As Hurricane Katrina barrels toward New Orleans, his wife Kathy takes the children out of town, while Abdulrahman stays to keep an eye on their house and several rental properties they own. In the first couple of days, his decision to stay behind seems a good one, and even after the levees break and the streets and houses fill with water, he is able to help several people who have stayed behind but now need to be rescued.

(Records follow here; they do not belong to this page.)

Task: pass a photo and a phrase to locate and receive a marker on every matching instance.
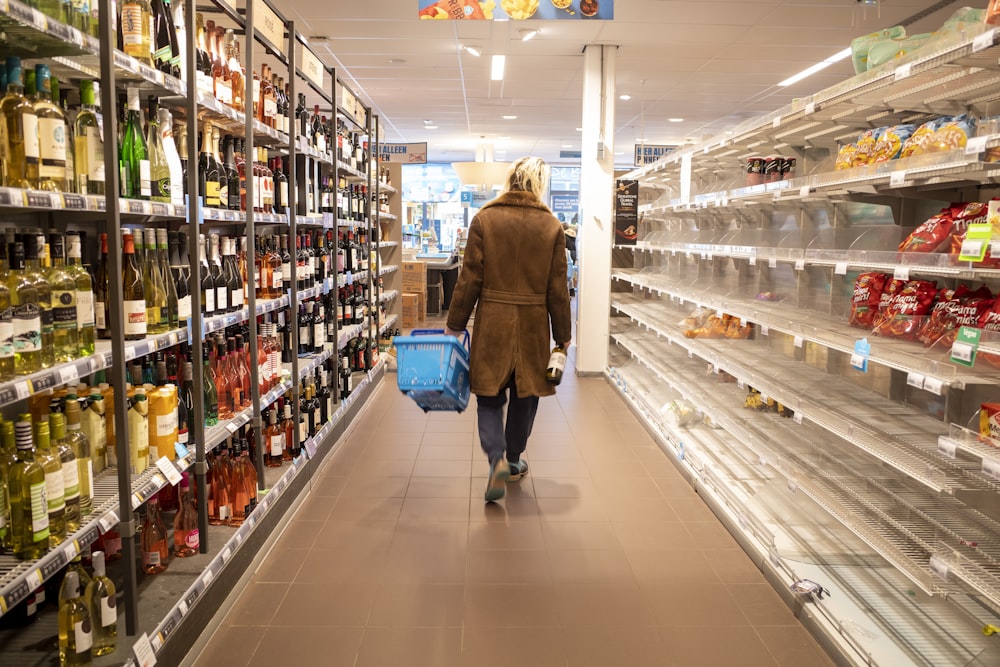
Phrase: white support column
(596, 229)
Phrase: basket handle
(430, 332)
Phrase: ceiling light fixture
(818, 67)
(496, 70)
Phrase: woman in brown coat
(514, 275)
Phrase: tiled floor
(601, 556)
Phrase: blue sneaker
(496, 485)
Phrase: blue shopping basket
(432, 368)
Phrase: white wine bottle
(557, 364)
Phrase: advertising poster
(626, 211)
(516, 10)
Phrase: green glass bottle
(55, 485)
(66, 334)
(75, 635)
(29, 513)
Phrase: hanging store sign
(648, 154)
(626, 211)
(517, 10)
(268, 24)
(404, 153)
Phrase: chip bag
(933, 235)
(865, 301)
(906, 308)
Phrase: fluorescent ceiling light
(496, 71)
(818, 67)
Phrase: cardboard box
(414, 276)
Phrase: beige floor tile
(534, 647)
(257, 604)
(761, 604)
(510, 605)
(426, 468)
(564, 535)
(600, 647)
(230, 645)
(413, 647)
(590, 566)
(701, 647)
(508, 565)
(436, 509)
(694, 603)
(419, 605)
(281, 565)
(366, 509)
(494, 535)
(603, 605)
(325, 605)
(438, 487)
(372, 486)
(671, 567)
(793, 646)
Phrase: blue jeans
(495, 437)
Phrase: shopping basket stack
(432, 368)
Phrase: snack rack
(867, 474)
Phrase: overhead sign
(648, 154)
(404, 153)
(517, 10)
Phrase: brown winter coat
(514, 274)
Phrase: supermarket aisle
(602, 555)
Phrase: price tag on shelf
(983, 40)
(963, 350)
(169, 470)
(947, 447)
(859, 359)
(143, 651)
(991, 468)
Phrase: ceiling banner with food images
(517, 10)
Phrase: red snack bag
(908, 308)
(865, 300)
(934, 235)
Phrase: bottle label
(6, 333)
(135, 317)
(29, 124)
(84, 309)
(71, 481)
(39, 512)
(131, 19)
(145, 182)
(52, 146)
(55, 490)
(82, 636)
(109, 614)
(166, 425)
(64, 309)
(27, 328)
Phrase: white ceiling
(709, 62)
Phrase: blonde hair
(529, 174)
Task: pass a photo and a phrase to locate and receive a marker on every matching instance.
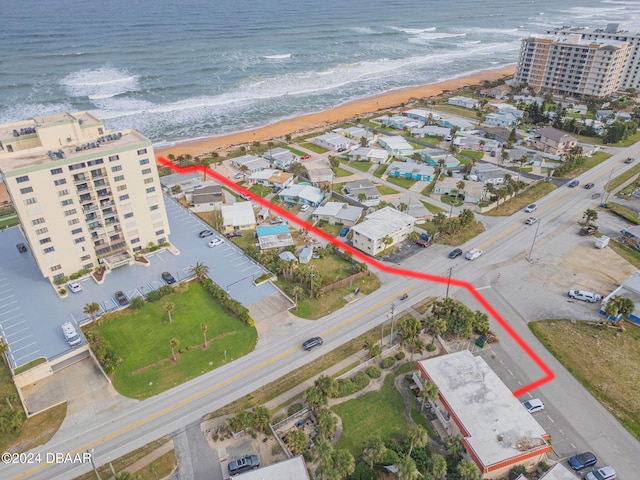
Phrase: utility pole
(534, 241)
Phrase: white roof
(238, 214)
(292, 469)
(498, 426)
(383, 222)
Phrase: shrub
(388, 362)
(373, 371)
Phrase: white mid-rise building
(84, 195)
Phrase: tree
(417, 437)
(589, 215)
(173, 344)
(373, 451)
(407, 469)
(199, 270)
(91, 309)
(296, 441)
(169, 307)
(203, 329)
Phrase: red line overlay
(548, 373)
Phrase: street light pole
(534, 241)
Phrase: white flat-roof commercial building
(497, 431)
(292, 469)
(239, 216)
(84, 194)
(369, 235)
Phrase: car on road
(312, 342)
(534, 405)
(248, 462)
(582, 460)
(473, 254)
(168, 278)
(121, 298)
(602, 473)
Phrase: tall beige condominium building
(85, 195)
(631, 73)
(571, 65)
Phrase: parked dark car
(248, 462)
(121, 298)
(582, 460)
(168, 278)
(312, 342)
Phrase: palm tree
(199, 270)
(203, 329)
(169, 307)
(91, 309)
(173, 344)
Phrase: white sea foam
(99, 83)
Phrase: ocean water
(199, 68)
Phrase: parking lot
(31, 312)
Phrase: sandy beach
(297, 126)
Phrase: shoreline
(321, 120)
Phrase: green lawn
(362, 166)
(141, 338)
(384, 190)
(402, 182)
(313, 147)
(375, 414)
(380, 169)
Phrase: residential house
(396, 145)
(551, 140)
(466, 102)
(335, 142)
(238, 216)
(387, 222)
(338, 213)
(474, 192)
(496, 431)
(411, 170)
(207, 198)
(460, 124)
(433, 157)
(489, 173)
(369, 154)
(302, 194)
(274, 236)
(371, 197)
(504, 120)
(250, 164)
(281, 158)
(400, 122)
(430, 131)
(422, 115)
(272, 178)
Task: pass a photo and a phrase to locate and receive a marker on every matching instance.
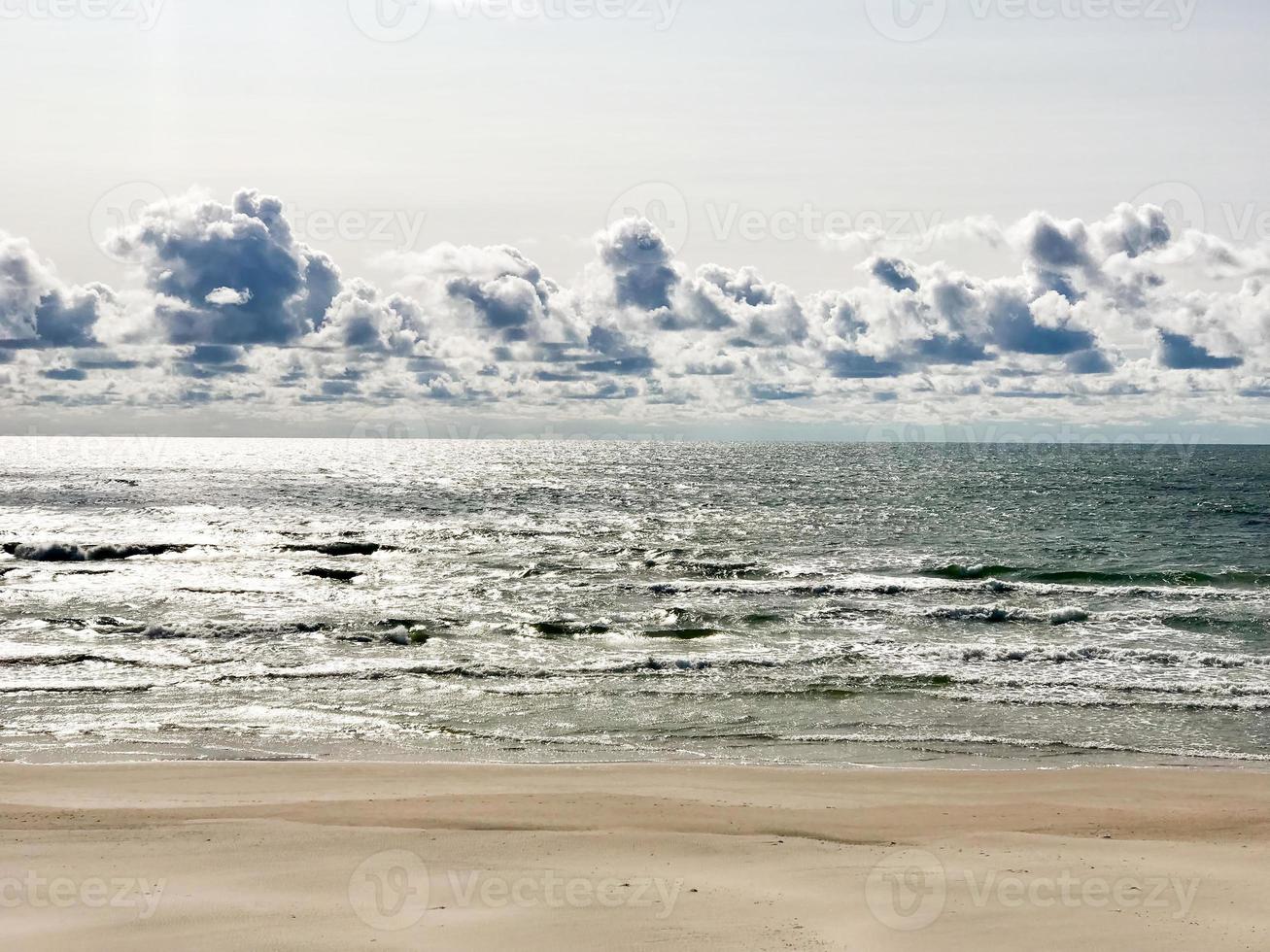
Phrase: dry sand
(439, 857)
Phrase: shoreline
(326, 855)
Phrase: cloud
(40, 310)
(226, 307)
(1182, 353)
(228, 274)
(639, 263)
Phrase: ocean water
(781, 603)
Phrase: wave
(996, 615)
(989, 740)
(64, 661)
(66, 553)
(338, 549)
(1081, 576)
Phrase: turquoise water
(795, 603)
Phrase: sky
(708, 219)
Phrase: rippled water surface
(617, 600)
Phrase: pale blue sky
(526, 131)
(923, 211)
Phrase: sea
(832, 604)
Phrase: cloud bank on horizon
(228, 309)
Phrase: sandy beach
(289, 856)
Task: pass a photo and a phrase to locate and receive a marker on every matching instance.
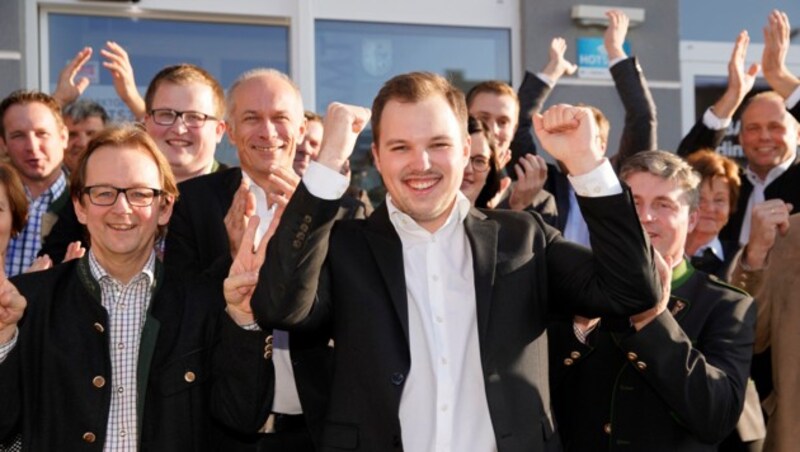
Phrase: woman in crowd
(719, 192)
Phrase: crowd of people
(153, 298)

As the National Guard enter the city, armed with machine guns and surveillance helicopters, things begin to go very wrong for Abdulrahman. He is taken into custody and put into a temporary jail—a cage, in fact—hastily erected behind the Greyhound station. There he is subject to strip searches, and he witnesses beatings and other mistreatment of fellow prisoners, and is denied the right to phone his wife and let her know where he is.
Zeitoun’s ordeal is the main subject of this harrowing nonfiction book, while Eggers enriches the shocking tale of injustice with a richly layered account of Zeitoun’s early life on the coast of Syria, his large and loving family, his relationships with his friends, employees, and neighbors.